The double allocation conflict can originate from anywhere in the tree, even from the root, right? So this conflict is only tangential to the nature of the trust anchor(s)?
Yes, that's right.

Sorry, I'm a bit confused, but perhaps that's because I misunderstood the original issue. My reading of the issue in question is:

Assume you as an RP have accepted TAs 1 through 6 to certify blocks of address space they allocate and (say) TA 2 decides to certify the same block as TA 3. This seems fundamentally different to me than 'further down the tree', i.e., either ISP X doubly allocating a block to two customers or ISP X and ISP Y receiving the same allocation. In both of the 'further down the tree' cases, there is a parent that can 'adjudicate' the conflict either via the chain of trust defined by the RPKI or via contractual relationships. In the case of multiple TAs certifying the same block, no such parent exists and the RP gets a choice: either accept the fact that a block has been allocated to multiple entities and deal with it (somehow), figure out which of the assertions to believe from which TA, or stop believing one of the TAs. None of these seem particularly appealing.

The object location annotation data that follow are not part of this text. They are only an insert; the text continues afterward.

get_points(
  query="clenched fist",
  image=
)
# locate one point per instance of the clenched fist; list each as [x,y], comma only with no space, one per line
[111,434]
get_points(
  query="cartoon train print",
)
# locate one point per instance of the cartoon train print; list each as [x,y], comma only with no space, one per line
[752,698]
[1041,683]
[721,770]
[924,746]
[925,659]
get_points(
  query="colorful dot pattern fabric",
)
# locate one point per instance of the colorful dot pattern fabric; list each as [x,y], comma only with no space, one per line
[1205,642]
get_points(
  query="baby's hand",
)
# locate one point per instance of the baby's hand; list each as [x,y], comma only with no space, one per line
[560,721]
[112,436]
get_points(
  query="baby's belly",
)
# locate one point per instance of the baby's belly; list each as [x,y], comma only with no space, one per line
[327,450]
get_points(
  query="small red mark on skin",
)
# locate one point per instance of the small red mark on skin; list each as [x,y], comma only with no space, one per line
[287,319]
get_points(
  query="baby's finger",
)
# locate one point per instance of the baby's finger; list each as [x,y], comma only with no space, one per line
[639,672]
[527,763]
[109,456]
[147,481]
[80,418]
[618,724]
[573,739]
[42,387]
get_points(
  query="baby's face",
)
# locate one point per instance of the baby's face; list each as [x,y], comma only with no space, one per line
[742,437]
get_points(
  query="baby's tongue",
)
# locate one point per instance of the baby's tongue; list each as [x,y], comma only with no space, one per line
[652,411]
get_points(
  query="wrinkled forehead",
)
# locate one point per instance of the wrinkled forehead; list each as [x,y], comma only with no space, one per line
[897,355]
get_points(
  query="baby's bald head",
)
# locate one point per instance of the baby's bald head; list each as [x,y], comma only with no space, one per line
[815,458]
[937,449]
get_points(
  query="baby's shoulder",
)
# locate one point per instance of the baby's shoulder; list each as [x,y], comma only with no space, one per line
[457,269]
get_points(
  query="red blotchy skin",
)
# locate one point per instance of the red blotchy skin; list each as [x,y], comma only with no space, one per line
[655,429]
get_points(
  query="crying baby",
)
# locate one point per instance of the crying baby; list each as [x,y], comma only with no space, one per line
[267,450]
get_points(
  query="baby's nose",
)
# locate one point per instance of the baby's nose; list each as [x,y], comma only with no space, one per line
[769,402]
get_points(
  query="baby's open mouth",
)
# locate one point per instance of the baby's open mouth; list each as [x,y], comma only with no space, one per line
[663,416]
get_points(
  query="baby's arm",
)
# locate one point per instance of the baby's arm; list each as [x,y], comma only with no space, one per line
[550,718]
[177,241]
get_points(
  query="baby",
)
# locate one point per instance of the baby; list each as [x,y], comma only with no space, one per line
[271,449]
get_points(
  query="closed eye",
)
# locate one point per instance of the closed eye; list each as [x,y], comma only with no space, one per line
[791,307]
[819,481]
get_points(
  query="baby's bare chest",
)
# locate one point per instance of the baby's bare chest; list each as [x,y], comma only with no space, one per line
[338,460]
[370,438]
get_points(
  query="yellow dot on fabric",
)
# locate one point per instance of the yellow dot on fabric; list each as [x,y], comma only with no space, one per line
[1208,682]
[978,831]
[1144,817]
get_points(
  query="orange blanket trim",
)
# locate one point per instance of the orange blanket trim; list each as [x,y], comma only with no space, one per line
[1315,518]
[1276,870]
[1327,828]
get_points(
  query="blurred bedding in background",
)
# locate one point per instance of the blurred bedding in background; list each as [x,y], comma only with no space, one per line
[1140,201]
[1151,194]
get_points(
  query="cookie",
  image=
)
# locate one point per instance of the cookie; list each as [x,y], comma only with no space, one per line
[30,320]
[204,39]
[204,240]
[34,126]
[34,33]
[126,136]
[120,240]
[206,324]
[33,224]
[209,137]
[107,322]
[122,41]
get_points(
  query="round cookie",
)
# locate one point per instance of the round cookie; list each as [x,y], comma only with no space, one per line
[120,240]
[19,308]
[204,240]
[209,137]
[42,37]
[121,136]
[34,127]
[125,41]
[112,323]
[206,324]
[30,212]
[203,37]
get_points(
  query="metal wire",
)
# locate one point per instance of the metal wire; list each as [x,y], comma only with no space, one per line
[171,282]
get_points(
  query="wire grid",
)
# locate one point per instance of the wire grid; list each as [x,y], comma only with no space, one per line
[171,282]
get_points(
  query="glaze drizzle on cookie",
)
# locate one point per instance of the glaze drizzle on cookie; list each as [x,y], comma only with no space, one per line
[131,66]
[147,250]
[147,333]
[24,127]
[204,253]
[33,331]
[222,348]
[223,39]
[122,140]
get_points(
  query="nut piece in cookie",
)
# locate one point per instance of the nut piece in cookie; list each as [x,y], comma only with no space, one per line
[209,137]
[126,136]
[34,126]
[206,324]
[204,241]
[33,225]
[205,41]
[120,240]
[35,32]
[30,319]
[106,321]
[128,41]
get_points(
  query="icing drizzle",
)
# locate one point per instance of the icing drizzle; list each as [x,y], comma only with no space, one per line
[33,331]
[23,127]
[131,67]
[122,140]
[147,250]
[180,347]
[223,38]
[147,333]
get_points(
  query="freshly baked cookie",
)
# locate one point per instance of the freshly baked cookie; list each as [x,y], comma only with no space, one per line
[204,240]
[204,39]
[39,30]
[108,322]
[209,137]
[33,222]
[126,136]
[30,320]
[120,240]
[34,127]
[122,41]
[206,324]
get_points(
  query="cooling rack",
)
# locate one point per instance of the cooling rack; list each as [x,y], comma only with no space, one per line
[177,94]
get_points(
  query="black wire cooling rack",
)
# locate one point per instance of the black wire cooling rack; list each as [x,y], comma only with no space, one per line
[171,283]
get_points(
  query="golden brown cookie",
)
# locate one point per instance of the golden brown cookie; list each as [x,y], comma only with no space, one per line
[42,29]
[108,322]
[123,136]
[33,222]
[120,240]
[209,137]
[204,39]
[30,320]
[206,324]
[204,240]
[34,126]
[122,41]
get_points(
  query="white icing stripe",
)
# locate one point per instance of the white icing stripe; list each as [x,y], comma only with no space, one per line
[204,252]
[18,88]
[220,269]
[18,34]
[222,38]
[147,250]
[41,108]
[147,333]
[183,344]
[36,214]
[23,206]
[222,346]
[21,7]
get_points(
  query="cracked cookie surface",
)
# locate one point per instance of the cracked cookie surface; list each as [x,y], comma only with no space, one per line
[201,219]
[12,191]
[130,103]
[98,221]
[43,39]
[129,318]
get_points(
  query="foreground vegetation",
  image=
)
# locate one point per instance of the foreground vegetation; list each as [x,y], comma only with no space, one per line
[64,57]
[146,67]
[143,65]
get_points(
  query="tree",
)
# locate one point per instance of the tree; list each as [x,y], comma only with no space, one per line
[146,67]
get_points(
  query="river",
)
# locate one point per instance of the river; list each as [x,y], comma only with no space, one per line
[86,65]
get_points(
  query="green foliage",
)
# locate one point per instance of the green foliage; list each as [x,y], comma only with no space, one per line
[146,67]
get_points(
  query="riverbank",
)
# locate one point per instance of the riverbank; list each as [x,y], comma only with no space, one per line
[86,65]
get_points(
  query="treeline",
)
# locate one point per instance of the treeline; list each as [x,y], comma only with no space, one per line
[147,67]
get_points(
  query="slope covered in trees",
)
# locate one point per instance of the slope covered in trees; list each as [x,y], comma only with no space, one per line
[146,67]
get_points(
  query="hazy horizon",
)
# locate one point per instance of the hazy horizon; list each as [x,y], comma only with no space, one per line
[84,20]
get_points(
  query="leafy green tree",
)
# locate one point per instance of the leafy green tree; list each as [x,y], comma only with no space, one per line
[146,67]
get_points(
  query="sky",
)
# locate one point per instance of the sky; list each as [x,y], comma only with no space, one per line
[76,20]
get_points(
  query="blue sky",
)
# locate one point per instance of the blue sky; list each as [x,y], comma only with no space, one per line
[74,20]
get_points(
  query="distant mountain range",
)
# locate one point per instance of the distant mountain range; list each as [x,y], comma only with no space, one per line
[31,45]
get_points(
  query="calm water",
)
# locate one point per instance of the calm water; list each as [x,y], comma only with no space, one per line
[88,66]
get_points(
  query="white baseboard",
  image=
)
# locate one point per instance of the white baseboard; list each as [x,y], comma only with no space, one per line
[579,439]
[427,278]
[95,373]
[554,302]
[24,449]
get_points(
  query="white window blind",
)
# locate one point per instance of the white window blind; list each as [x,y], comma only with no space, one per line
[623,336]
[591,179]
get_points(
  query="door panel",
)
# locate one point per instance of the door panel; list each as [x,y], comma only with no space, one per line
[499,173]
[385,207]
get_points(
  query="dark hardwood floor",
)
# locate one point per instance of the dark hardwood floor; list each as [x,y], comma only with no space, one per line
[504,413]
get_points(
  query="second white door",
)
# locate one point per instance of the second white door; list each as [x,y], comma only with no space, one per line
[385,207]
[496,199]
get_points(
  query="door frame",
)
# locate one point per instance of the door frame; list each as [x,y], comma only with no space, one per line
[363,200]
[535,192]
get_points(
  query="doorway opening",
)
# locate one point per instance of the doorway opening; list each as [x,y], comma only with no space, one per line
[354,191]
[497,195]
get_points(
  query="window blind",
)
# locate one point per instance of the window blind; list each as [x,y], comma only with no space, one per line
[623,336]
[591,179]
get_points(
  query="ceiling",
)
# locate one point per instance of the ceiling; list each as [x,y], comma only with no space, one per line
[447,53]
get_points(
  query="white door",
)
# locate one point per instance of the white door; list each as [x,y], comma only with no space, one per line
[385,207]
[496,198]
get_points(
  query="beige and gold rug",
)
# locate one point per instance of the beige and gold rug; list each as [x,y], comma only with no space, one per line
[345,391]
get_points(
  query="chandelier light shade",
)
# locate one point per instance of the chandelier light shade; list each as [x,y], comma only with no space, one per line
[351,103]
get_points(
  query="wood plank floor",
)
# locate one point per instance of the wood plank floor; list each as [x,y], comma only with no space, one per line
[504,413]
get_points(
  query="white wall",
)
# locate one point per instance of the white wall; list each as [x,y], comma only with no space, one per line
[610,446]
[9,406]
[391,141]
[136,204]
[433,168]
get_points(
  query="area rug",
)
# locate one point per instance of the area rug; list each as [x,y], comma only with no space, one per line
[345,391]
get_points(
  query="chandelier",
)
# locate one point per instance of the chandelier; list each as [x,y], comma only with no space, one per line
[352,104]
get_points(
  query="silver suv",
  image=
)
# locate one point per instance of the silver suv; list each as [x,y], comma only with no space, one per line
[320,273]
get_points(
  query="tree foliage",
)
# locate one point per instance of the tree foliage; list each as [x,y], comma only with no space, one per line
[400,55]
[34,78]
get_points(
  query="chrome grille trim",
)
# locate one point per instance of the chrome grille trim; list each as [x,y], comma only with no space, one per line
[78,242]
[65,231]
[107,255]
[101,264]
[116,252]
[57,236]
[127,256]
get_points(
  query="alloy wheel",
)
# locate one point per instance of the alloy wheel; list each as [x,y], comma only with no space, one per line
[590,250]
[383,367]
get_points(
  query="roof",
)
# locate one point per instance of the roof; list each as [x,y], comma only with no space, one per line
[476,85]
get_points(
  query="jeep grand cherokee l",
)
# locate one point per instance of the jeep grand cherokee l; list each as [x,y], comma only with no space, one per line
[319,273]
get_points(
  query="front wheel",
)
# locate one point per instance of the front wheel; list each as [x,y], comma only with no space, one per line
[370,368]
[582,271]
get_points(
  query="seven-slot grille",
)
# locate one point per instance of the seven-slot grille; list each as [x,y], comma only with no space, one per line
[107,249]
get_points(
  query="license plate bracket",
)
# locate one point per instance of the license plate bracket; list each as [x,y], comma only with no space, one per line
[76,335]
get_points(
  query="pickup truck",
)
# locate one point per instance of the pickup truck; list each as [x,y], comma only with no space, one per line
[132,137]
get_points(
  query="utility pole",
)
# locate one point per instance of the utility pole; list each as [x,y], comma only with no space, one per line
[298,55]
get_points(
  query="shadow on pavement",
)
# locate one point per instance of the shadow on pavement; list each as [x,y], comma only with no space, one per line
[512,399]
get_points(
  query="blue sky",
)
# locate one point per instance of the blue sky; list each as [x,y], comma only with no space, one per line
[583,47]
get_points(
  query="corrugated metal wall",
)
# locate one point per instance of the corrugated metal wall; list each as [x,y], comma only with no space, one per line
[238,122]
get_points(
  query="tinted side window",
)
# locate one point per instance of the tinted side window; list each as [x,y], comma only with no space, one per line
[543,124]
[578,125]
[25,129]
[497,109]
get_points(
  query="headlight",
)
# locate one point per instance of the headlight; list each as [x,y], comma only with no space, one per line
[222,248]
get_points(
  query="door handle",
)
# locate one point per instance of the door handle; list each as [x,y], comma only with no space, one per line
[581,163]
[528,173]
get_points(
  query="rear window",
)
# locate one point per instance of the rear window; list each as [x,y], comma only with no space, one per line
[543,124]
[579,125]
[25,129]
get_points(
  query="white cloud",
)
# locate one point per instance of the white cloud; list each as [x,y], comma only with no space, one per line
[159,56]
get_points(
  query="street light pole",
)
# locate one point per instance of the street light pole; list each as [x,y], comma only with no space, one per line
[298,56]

If I didn't misunderstand the issue, this seems like a potentially serious problem, particularly if the TAs have difficulty working/playing well together (perish the thought) and/or turn out to be competitors in the fullness of time.

Did I misunderstand?

Regards,
-drc

David,

You are correct that in the case of a duplicate allocation by any entity farther down the tree, there is a single entity (the CA in question) that can resolve the conflict. However, from the perspective of relying party software, the problem is the same, i.e., the conflicting assertions (certs and ROAs) both validate. I thought that was the focus of the question.

As you note, if two RIRs issue conflicting certs, and both are TAs, then the out-of-band resolution of the conflict requires cooperation across organizational boundaries. If the community agrees that records maintained by IANA re allocation of address blocks to RIRs are the preferred way to avoid/resolve such conflicts, then certs issued by IANA to the RIRs, reflecting such allocations, would provide a solution (at least from the RP software perspective). Note that such certs could be issued by IANA even if each RIR is a "default" TA, and used by RP software as an independent check on the consistency of the RPKI TA certs issued by RIRs to themselves.